Winning multiple awards (including a Fangoria Chainsaw Award), Kilar’s sensitive and thoughtful approach breathed fresh new life into one of horror’s most beloved books and most reproduced characters. An exquisite example of true artistry and what can happen when a director places full creative trust in a composer, Kilar’s music will undoubtedly send chills radiating down your spine one minute, only to reach up and squeeze your heart the next. Much like Dracula himself, Kilar’s score for Bram Stoker’s Dracula is one for the ages and a score whose value and merit will never truly die.
Due to the film’s gigantic success, it comes as no surprise that Kilar’s score was quickly released on CD, cassette, and vinyl around the globe. However, those original 1992 releases from Columbia contained only the tracks that were present in the film (including an Annie Lennox song that played over the end credits). Due to necessary edits and various filmmaking issues, Kilar’s score was condensed and cherry-picked from the massive amount of music that he initially provided. It wouldn’t be until 2018 when La-La Land Records released an expanded 3xCD set that contained Kilar’s full musical contributions.

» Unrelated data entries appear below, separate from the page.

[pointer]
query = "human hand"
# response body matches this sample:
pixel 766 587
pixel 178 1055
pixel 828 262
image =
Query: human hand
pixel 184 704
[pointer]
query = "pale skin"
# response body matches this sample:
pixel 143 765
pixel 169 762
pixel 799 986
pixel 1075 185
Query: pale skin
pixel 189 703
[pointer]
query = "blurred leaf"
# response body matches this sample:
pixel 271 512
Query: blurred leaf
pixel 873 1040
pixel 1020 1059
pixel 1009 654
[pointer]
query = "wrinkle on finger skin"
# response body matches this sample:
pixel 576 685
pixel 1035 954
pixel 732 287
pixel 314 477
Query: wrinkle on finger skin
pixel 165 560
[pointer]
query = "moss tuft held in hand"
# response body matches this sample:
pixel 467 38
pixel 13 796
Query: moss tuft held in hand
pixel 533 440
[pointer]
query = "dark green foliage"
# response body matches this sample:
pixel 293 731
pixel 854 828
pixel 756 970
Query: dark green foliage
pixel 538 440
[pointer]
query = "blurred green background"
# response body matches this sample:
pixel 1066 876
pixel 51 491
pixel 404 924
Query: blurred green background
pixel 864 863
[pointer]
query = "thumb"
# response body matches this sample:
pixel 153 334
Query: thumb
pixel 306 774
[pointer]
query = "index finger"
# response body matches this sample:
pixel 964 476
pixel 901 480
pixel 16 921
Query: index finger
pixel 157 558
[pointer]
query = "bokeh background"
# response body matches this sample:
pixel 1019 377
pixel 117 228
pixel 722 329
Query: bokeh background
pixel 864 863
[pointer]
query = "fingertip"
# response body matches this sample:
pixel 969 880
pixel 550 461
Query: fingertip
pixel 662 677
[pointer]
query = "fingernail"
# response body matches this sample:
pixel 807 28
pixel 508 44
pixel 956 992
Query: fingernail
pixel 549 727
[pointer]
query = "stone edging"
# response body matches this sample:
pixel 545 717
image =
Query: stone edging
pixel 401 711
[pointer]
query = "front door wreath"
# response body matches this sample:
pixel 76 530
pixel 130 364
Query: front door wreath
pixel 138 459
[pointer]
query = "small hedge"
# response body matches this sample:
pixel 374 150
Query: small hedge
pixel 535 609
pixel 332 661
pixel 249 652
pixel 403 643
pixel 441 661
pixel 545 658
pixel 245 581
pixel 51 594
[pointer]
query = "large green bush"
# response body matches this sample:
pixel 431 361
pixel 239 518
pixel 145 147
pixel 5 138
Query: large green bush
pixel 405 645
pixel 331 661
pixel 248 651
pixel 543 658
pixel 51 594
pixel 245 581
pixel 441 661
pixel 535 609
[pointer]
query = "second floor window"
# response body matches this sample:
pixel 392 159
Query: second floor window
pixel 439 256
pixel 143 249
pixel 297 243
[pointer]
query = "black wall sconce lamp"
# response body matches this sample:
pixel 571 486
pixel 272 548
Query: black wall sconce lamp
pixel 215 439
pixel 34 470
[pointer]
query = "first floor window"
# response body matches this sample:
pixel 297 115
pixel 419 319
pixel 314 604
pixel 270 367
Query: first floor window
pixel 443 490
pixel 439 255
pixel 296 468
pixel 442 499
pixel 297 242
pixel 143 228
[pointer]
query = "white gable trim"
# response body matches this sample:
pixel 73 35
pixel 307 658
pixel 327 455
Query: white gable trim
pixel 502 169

Then, in 2020 and 2021, both Music on Vinyl and Death Waltz Recording Company released their own vinyl versions. While both are 180 gram quality releases that contain the same material, the Death Waltz release is hard one to pass up due to being remastered and released with stunning new artwork, “Blood is Life” colored vinyl, and new liner notes from writer Charlie Brigden. Though currently out of print, copies are available via Discogs and maybe, if you’re lucky, a record store near you.